Il telefono non è solo uno strumento di comunicazione, ma può essere utilizzato come una concreta fonte di sviluppo del proprio business.

Genera appuntamenti con clienti e prospect e anche fatturato direttamente dagli uffici interni. Abilità comunicative, propositività, tenacia e verifica statistica dei risultati sono il segreto del successo. L’improvvisazione, invece, sarà sinonimo di fallimento certo.

L’immagine di un’azienda è spesso legata alla cortesia e all’efficienza di chi risponde al telefono, ma da indagini svolte risulta che un buon utilizzo del telefono può influire in maniera decisiva nello sviluppo e nella riuscita delle vendite.

Lo scopo da raggiungere è arrivare ad un utilizzo attivo del telefono, con azioni propositive “in uscita” (Outbound Marketing), per generare fatturato.

Dividiamo quindi questa attività in Telemarketing e Teleselling.

  • il TELEMARKETING, molto diffuso ed efficace, ha lo scopo di contattare i potenziali clienti e quelli già acquisiti non per proporgli non una vendita, ma per informarlo di una novità e una promozione o per proporgli un appuntamento con un commerciale aziendale.
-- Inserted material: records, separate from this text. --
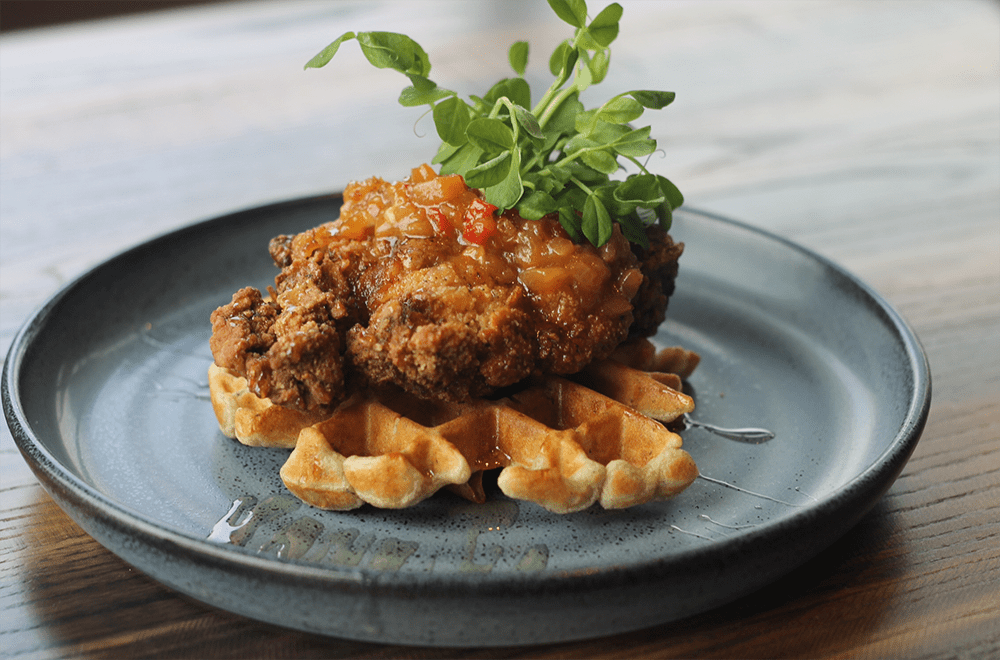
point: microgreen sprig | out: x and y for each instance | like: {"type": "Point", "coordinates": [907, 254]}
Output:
{"type": "Point", "coordinates": [553, 157]}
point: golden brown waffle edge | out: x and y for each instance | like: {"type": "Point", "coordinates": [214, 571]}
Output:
{"type": "Point", "coordinates": [561, 444]}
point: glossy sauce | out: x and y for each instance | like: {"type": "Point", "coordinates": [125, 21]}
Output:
{"type": "Point", "coordinates": [489, 247]}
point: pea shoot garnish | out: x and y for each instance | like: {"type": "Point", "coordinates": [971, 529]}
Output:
{"type": "Point", "coordinates": [551, 157]}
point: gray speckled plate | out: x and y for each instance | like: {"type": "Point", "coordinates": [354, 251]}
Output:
{"type": "Point", "coordinates": [106, 394]}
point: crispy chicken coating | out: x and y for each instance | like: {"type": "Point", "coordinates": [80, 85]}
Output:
{"type": "Point", "coordinates": [396, 292]}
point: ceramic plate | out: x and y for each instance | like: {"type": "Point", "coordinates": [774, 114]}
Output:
{"type": "Point", "coordinates": [105, 391]}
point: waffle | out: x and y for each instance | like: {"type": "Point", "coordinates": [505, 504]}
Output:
{"type": "Point", "coordinates": [563, 444]}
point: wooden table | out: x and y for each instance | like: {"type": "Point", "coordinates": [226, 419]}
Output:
{"type": "Point", "coordinates": [869, 132]}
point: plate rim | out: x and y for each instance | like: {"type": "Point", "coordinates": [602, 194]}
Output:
{"type": "Point", "coordinates": [861, 492]}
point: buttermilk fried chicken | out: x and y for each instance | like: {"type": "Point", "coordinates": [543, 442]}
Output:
{"type": "Point", "coordinates": [419, 285]}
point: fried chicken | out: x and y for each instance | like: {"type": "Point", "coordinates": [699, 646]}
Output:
{"type": "Point", "coordinates": [395, 292]}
Se ben organizzato dà ottimi risultati mirati. Può essere effettuato in momenti in cui si vuole aumentare il fatturato, in zone delimitate, in occasione di promozioni o novità.

  • il TELESELLING, molto meno diffuso, è la proposta di beni o servizi venduti direttamente dall’operatore telefonico. Possono essere rivolte sia ai clienti dell’azienda, sia ad una potenziale clientela per stimolarla a farvi conoscere come possibili fornitori.
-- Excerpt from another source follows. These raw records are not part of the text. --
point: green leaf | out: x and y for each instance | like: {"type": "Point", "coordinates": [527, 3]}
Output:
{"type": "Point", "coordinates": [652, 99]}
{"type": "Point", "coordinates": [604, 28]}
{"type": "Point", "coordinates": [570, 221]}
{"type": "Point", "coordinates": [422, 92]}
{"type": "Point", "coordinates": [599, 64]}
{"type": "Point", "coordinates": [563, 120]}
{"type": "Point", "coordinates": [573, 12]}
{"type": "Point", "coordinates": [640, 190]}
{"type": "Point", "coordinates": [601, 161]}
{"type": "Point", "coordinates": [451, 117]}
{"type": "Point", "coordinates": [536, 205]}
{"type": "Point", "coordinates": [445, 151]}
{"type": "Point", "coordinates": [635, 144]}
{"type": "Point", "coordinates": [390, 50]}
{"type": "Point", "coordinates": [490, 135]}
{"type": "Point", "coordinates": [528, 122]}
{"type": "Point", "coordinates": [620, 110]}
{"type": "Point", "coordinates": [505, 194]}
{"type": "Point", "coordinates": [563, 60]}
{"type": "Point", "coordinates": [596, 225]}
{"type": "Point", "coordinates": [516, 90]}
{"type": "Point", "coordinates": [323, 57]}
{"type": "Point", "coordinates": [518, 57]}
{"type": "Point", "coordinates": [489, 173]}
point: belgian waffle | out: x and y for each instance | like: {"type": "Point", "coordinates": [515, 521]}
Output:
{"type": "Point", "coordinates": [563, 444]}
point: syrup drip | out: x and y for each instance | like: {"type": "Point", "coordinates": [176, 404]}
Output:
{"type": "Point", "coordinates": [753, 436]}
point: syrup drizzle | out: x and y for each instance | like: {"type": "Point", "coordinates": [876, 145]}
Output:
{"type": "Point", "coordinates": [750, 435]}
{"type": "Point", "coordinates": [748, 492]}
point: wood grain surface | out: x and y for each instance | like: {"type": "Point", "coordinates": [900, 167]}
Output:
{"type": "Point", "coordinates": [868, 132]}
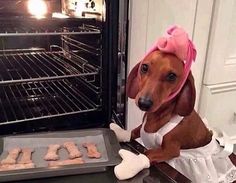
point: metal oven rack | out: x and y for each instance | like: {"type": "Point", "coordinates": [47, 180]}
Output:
{"type": "Point", "coordinates": [38, 83]}
{"type": "Point", "coordinates": [41, 31]}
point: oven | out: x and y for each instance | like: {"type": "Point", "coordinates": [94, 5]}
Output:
{"type": "Point", "coordinates": [63, 68]}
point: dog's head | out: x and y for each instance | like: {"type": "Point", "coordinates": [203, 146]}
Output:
{"type": "Point", "coordinates": [164, 74]}
{"type": "Point", "coordinates": [159, 75]}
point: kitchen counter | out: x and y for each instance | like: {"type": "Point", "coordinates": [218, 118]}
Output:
{"type": "Point", "coordinates": [160, 172]}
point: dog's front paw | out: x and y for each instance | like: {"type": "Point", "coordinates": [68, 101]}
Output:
{"type": "Point", "coordinates": [131, 164]}
{"type": "Point", "coordinates": [121, 134]}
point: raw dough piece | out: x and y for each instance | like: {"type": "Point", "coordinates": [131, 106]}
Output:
{"type": "Point", "coordinates": [52, 153]}
{"type": "Point", "coordinates": [11, 157]}
{"type": "Point", "coordinates": [26, 156]}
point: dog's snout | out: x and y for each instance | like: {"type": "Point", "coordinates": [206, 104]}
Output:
{"type": "Point", "coordinates": [145, 103]}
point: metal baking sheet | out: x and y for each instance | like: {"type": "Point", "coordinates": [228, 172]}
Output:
{"type": "Point", "coordinates": [105, 139]}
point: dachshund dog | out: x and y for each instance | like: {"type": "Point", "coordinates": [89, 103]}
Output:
{"type": "Point", "coordinates": [160, 76]}
{"type": "Point", "coordinates": [172, 130]}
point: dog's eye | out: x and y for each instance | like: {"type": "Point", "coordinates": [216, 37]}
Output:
{"type": "Point", "coordinates": [144, 68]}
{"type": "Point", "coordinates": [171, 77]}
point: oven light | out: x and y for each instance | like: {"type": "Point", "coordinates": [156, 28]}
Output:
{"type": "Point", "coordinates": [38, 8]}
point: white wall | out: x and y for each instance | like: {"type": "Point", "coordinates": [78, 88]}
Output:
{"type": "Point", "coordinates": [149, 20]}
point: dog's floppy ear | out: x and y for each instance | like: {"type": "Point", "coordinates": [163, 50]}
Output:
{"type": "Point", "coordinates": [186, 98]}
{"type": "Point", "coordinates": [132, 87]}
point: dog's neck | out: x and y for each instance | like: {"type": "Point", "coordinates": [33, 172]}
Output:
{"type": "Point", "coordinates": [157, 119]}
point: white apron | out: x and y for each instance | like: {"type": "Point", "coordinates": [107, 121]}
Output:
{"type": "Point", "coordinates": [200, 165]}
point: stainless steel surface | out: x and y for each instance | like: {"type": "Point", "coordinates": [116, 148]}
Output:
{"type": "Point", "coordinates": [44, 99]}
{"type": "Point", "coordinates": [111, 146]}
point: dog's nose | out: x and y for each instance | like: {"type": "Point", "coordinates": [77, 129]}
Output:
{"type": "Point", "coordinates": [145, 103]}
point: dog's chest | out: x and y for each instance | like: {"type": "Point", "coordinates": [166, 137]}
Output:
{"type": "Point", "coordinates": [154, 140]}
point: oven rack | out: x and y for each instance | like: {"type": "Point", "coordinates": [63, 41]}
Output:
{"type": "Point", "coordinates": [43, 99]}
{"type": "Point", "coordinates": [84, 29]}
{"type": "Point", "coordinates": [42, 65]}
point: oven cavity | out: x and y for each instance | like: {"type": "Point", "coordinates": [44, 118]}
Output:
{"type": "Point", "coordinates": [48, 68]}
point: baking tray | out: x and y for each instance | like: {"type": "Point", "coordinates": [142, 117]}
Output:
{"type": "Point", "coordinates": [106, 142]}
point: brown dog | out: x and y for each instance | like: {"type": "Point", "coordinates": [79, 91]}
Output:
{"type": "Point", "coordinates": [160, 76]}
{"type": "Point", "coordinates": [150, 84]}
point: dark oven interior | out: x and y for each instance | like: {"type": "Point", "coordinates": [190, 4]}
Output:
{"type": "Point", "coordinates": [56, 66]}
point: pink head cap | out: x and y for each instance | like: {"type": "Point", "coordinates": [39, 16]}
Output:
{"type": "Point", "coordinates": [177, 42]}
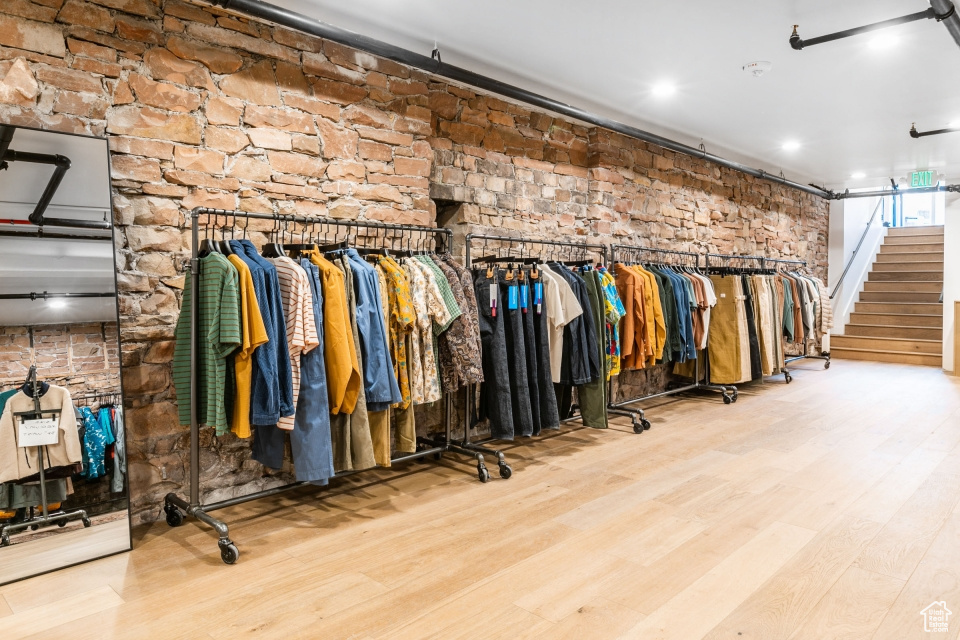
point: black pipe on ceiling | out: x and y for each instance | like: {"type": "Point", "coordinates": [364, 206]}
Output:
{"type": "Point", "coordinates": [61, 165]}
{"type": "Point", "coordinates": [947, 14]}
{"type": "Point", "coordinates": [946, 188]}
{"type": "Point", "coordinates": [798, 43]}
{"type": "Point", "coordinates": [299, 22]}
{"type": "Point", "coordinates": [47, 235]}
{"type": "Point", "coordinates": [935, 132]}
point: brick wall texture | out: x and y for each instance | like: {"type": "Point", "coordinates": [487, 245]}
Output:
{"type": "Point", "coordinates": [202, 108]}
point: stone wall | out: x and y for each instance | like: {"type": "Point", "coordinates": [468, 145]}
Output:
{"type": "Point", "coordinates": [202, 108]}
{"type": "Point", "coordinates": [81, 357]}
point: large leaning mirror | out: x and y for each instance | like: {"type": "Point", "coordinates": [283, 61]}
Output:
{"type": "Point", "coordinates": [63, 485]}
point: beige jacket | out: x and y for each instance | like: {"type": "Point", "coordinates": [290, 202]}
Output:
{"type": "Point", "coordinates": [16, 463]}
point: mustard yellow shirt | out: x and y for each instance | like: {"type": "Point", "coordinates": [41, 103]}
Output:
{"type": "Point", "coordinates": [339, 350]}
{"type": "Point", "coordinates": [253, 334]}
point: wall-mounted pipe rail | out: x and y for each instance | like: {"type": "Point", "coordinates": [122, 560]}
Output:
{"type": "Point", "coordinates": [299, 22]}
{"type": "Point", "coordinates": [45, 295]}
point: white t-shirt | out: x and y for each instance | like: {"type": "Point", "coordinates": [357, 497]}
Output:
{"type": "Point", "coordinates": [562, 309]}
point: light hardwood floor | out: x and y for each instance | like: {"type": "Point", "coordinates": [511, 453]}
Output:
{"type": "Point", "coordinates": [822, 509]}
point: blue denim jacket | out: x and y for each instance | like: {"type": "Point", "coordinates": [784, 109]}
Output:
{"type": "Point", "coordinates": [379, 382]}
{"type": "Point", "coordinates": [272, 386]}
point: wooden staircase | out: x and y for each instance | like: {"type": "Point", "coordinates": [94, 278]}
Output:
{"type": "Point", "coordinates": [899, 317]}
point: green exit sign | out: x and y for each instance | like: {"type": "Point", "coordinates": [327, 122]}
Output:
{"type": "Point", "coordinates": [921, 179]}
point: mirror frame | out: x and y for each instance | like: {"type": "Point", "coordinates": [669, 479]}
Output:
{"type": "Point", "coordinates": [116, 300]}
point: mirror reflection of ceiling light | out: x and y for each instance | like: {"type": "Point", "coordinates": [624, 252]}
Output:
{"type": "Point", "coordinates": [664, 89]}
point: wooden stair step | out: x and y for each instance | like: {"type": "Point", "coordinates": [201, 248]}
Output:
{"type": "Point", "coordinates": [897, 319]}
{"type": "Point", "coordinates": [894, 331]}
{"type": "Point", "coordinates": [918, 230]}
{"type": "Point", "coordinates": [928, 276]}
{"type": "Point", "coordinates": [914, 247]}
{"type": "Point", "coordinates": [934, 347]}
{"type": "Point", "coordinates": [917, 239]}
{"type": "Point", "coordinates": [899, 296]}
{"type": "Point", "coordinates": [910, 256]}
{"type": "Point", "coordinates": [875, 355]}
{"type": "Point", "coordinates": [925, 286]}
{"type": "Point", "coordinates": [929, 265]}
{"type": "Point", "coordinates": [926, 308]}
Quasi sempre le proposte di TLS sono offerte convenienti di prodotti noti e con importi non elevati.

Attenzione: questa attività ha bisogno di doti personali di vera e propria vendita e negoziazione. Non sono telefonate ordinarie, sono telefonate che richiedono preparazione e tecnica, dato che non è il cliente che ha bisogno e ci cerca, siamo noi che lo contattiamo e dovremo convincerlo a aderire ad una proposta che gli faremo. Per questo motivo non devono assolutamente essere improvvisate.

Occorre quindi tenere presente 3 fattori: la LISTA DI NOMINATIVI da contattare, che deve essere ben definita e profilata (brevemente, ne dobbiamo conoscere le principali caratteristiche ed esigenze possibili); la PROPOSTA che farete, studiata appositamente per i clienti o prospect che saranno contattati; l’OPERATORE, che deve avere ottime doti comunicative e persuasive ed essere formato ad hoc.
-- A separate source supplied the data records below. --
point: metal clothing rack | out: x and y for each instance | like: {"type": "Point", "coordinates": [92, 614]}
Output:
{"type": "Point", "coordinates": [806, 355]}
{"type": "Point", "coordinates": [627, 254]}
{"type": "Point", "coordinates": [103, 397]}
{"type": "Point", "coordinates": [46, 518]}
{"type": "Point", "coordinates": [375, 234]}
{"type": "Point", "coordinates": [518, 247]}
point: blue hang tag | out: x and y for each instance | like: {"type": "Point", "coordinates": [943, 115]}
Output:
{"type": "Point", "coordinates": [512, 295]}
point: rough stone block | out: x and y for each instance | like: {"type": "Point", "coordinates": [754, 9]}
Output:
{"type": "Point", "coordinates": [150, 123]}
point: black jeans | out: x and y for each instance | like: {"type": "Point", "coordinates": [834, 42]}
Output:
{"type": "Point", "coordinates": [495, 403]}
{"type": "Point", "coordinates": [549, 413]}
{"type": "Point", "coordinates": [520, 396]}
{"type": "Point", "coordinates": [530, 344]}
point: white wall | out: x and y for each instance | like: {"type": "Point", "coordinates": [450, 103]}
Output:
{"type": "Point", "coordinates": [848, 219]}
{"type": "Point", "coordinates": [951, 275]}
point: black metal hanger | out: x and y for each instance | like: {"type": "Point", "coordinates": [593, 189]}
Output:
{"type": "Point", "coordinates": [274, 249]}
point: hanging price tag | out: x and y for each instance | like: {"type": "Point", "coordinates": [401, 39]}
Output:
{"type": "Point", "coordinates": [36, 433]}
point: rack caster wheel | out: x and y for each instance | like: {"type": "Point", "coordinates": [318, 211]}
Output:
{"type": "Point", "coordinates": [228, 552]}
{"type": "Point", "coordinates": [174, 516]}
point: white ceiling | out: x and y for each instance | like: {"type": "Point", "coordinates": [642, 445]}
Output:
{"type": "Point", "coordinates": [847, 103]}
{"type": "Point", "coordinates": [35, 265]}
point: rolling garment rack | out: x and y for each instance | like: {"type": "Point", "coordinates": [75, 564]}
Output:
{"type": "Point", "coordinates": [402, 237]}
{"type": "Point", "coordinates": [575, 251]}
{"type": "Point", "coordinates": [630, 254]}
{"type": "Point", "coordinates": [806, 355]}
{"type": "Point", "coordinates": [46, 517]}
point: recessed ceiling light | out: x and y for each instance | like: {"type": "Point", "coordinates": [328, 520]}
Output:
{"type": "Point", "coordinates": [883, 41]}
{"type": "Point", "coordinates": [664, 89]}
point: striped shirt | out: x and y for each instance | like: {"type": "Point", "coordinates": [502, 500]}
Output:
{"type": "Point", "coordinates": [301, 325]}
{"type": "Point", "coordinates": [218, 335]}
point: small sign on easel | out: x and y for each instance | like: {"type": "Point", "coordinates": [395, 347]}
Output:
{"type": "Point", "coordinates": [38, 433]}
Partiamo dagli errori classici che vengono fatti da chi improvvisa questa operazione commerciale.

  • Affidarle a segretarie, impiegati, amministrativi interni: non sono preparati e la loro proposta sarà debole e timorosa, poiché difficilmente avranno, nelle attitudini o nell’esperienza, doti da venditori. Inoltre, lo faranno controvoglia, pensando di disturbare e che non funzionerà mai. E di conseguenza… avranno ragione! O li preparate bene, o dovete affidare questo lavoro a persone con caratteristiche diverse.
  • Presentarsi al “filtro” delle segreterie con parole o frasi troppo scontate e riconoscibili, tipo: “Vorrei presentarmi/far conoscere la mia azienda”, che ottengono subito il risultato di essere filtrati senza difficoltà. Anche la troppa cordialità con i “filtri” è negativa per riuscire a parlare con chi di dovere: meglio gentilezza e cortesia ma con tono serio e professionale.
  • Telefonare senza uno “Script”, cioè un testo studiato con attenzione e preparato anticipatamente. La classica frase “Buongiorno, la disturbo? Posso presentare velocemente la mia azienda?” è debolissima e riceve un numero enorme di NO: nessuno vuole essere disturbato o fa salti di gioia per sentire una presentazione aziendale…
  • Telefonare senza aver studiato anticipatamente le migliori risposte alle classiche obiezioni del cliente.
  • Parlare a lungo senza far parlare l’interlocutore e senza fare domande, cercando di instaurare un dialogo.
  • Usare termini negativi, di dubbio, verbi al condizionale, frasi scontate.
  • Accettare richieste tipo “Può mandarmi del materiale?”. Evitatelo, è il modo migliore per fargli chiudere la telefonata: il vostro obiettivo è avere un appuntamento, non spedirgli brochure: se pensate che davvero sarà letta, è una pia illusione.
  • Non “allenarsi” prima di fare le telefonate. Occorre provare la telefonata, meglio se con qualche collega che si finge la controparte. Solo dopo che avremo provato lo Script 8/10 volte saremo efficaci, non prima.

Che si parli di TMK o di TLS, è assolutamente indispensabile preparare prima lo Script, ossia un messaggio telefonico scritto che ci aiuti a sviluppare il discorso in modo chiaro, non troppo prolisso ma neppure troppo conciso, e che punti direttamente all’obiettivo che ci siamo prefissati: l’appuntamento per il TMK o il prodotto/servizio da vendere per il TLS.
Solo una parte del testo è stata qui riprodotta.